58% of college students say they don’t know what to do to help someone who is a victim of dating abuse.

If you ever experience Domestic Violence or know anyone going through it, please call the National Domestic Violence Hotline at 1−800−799−7233 or TTY 1−800−787−3224. Going through this was not easy and I could not do it alone. If you are a friend to someone in an abusive relationship, remember that leaving is not easy. Be sympathetic and be real with your friend. If you are in an abusive relationship, find friends who will support you through your healing. DO NOT IGNORE THE SIGNS and do not be afraid to seek help.


If you see signs of aggression or anger then LEAVE. Love yourself enough to walk away from men who cannot handle your wonderful spirit. What you are going through is NOT your fault.

Men like that should never be allowed to walk the earth freely. The sick part is; There are so many women around you struggling with abusive men and you may not know it.

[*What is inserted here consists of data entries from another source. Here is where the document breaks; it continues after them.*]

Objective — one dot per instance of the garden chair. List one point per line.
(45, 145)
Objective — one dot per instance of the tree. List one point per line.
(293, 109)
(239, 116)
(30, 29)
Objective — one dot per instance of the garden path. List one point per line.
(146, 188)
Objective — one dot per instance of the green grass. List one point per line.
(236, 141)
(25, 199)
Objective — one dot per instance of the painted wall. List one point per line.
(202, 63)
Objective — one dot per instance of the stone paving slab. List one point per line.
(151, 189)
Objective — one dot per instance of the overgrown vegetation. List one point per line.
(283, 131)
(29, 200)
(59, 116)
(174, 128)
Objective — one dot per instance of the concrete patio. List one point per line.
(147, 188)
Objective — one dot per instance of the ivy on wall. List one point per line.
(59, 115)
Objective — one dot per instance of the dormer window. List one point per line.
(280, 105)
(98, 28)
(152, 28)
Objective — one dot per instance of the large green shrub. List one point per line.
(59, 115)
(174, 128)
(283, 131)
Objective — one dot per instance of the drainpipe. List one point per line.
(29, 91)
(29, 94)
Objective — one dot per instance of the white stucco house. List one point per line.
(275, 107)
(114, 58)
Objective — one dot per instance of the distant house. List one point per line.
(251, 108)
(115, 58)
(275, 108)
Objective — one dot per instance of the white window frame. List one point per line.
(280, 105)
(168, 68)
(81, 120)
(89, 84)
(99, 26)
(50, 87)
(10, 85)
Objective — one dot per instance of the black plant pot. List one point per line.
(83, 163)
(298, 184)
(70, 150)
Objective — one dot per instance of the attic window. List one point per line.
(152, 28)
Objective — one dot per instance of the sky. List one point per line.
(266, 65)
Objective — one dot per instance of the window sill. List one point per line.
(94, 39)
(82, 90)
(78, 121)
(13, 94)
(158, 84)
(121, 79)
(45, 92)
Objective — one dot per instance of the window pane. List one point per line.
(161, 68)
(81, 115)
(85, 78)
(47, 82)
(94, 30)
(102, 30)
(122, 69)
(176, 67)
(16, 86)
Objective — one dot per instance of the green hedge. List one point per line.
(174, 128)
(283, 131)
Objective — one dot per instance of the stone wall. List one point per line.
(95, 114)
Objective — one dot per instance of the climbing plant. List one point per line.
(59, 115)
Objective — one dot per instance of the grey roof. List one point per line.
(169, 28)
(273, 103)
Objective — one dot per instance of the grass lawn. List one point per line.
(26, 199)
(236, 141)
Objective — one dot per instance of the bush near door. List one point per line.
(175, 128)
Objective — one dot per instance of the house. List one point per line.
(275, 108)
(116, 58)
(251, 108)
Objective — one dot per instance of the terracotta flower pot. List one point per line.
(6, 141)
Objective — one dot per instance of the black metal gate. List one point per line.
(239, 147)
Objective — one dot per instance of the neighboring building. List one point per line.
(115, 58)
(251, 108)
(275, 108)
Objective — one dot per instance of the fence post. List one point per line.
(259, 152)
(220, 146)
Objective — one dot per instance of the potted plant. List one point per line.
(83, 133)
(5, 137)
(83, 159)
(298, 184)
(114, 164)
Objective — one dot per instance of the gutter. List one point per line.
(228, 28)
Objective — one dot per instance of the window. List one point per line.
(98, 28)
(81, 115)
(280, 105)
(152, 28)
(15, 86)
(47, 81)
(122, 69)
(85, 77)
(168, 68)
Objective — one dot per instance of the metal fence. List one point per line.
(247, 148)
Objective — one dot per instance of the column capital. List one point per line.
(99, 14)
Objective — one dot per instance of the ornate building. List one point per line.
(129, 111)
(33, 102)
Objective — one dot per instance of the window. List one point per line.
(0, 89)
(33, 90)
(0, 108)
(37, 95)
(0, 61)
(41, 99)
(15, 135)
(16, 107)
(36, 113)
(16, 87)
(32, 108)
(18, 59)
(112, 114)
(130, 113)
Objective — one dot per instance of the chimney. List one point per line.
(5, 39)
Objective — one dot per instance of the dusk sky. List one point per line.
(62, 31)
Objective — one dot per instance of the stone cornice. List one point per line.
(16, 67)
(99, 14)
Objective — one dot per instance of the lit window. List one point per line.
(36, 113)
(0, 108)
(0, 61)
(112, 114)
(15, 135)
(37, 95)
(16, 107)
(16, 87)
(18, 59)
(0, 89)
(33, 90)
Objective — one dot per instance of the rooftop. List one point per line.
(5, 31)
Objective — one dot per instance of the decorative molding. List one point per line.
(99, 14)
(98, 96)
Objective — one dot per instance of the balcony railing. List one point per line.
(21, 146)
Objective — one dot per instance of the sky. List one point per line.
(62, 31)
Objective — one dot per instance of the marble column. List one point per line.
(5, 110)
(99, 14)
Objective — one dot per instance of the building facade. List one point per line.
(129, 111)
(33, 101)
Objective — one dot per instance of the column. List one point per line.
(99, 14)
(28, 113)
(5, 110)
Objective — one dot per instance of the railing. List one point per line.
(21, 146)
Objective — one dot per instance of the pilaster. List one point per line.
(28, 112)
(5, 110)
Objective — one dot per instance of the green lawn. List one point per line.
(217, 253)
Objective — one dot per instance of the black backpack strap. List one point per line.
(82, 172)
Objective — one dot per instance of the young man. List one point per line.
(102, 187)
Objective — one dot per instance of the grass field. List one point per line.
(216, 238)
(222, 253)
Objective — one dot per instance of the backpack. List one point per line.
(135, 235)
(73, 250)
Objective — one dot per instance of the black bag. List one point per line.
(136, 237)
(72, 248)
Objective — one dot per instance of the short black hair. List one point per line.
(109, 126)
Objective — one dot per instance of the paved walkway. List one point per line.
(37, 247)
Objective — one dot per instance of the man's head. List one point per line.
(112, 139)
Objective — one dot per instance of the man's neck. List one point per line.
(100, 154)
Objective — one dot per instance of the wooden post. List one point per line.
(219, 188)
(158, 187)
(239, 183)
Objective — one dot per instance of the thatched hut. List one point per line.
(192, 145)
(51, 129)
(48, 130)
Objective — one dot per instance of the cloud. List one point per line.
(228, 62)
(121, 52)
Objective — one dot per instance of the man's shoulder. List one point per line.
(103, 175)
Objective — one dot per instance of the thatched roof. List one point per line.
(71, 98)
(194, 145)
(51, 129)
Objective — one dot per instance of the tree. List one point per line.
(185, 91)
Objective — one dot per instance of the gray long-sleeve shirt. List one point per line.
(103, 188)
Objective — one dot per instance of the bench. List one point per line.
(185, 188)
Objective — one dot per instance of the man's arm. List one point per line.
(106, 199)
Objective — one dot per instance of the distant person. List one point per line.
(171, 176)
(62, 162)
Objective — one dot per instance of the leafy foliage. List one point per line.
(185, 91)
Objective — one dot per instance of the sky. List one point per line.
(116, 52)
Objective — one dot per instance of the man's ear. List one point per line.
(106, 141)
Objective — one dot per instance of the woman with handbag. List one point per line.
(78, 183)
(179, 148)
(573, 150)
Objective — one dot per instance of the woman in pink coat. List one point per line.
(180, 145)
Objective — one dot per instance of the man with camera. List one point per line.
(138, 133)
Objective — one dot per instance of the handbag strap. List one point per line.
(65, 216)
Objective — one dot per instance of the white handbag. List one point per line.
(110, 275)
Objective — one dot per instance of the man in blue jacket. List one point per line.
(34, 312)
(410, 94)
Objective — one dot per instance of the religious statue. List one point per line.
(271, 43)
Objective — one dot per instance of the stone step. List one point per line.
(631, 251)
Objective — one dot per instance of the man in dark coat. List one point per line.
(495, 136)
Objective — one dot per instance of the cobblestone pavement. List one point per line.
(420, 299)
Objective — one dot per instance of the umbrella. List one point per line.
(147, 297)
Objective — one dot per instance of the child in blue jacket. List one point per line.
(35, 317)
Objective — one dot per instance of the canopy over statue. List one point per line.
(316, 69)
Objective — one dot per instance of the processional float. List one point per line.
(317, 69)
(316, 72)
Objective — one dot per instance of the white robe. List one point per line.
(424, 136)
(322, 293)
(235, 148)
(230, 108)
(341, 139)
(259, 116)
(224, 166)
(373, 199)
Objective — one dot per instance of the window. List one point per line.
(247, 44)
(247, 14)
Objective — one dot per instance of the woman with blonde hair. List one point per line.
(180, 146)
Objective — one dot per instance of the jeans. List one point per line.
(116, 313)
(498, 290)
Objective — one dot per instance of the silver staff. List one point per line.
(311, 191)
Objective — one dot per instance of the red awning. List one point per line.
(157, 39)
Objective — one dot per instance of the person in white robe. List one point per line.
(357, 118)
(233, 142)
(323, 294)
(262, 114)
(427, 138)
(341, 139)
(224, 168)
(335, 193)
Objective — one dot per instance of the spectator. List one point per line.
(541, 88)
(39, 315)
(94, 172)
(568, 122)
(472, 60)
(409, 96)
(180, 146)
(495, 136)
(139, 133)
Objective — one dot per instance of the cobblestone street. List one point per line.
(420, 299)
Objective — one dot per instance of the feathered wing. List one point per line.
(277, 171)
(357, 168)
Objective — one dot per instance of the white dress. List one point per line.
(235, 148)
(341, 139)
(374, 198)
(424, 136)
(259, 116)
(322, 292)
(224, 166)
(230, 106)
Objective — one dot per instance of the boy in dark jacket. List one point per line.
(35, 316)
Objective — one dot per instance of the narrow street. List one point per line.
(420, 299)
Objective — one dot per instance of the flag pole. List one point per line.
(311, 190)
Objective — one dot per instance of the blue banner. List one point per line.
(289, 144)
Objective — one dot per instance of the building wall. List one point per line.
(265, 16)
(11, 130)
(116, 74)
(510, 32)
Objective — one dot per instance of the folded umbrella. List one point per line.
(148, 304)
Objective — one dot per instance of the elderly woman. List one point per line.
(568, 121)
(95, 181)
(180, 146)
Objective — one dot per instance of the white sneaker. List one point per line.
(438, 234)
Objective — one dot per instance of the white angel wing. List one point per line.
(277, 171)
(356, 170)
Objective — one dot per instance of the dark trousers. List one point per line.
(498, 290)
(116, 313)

So now more than ever, be sure to check in on our friends. I fear for those woman that do not have the opportunity to escape situations 10 times worse than mine.


Although, he has caused me to experience severe anxiety and PTSD, he will not ruin me. Seeking therapy was one of my best decisions and I have grown to forgive myself and him for the pain he has caused. Through this, I have learned about how wonderfully beautiful I am and how courageous I am. I also realized how supportive my parents could be through such a hard healing process and am so thankful for them. I am so proud of myself from learning and growing through this situation. I am proud of myself for walking away from a situation that was so toxic.


To my ex-boyfriend,


Thank you for showing me how valuable I am. Thank you for showing me how extremely powerful I am. Thank you for helping me become an advocate for Domestic Violence reforms and spokesperson for ALL women that go through Domestic Abuse. Most importantly, thank you for showing me how strong I am. I also forgive you for stealing my bottle of wine I got in Paris, France.


Sincerely, Paigetailyn


“Statistics.” The National Domestic Violence Hotline, www.thehotline.org/resources/statistics/.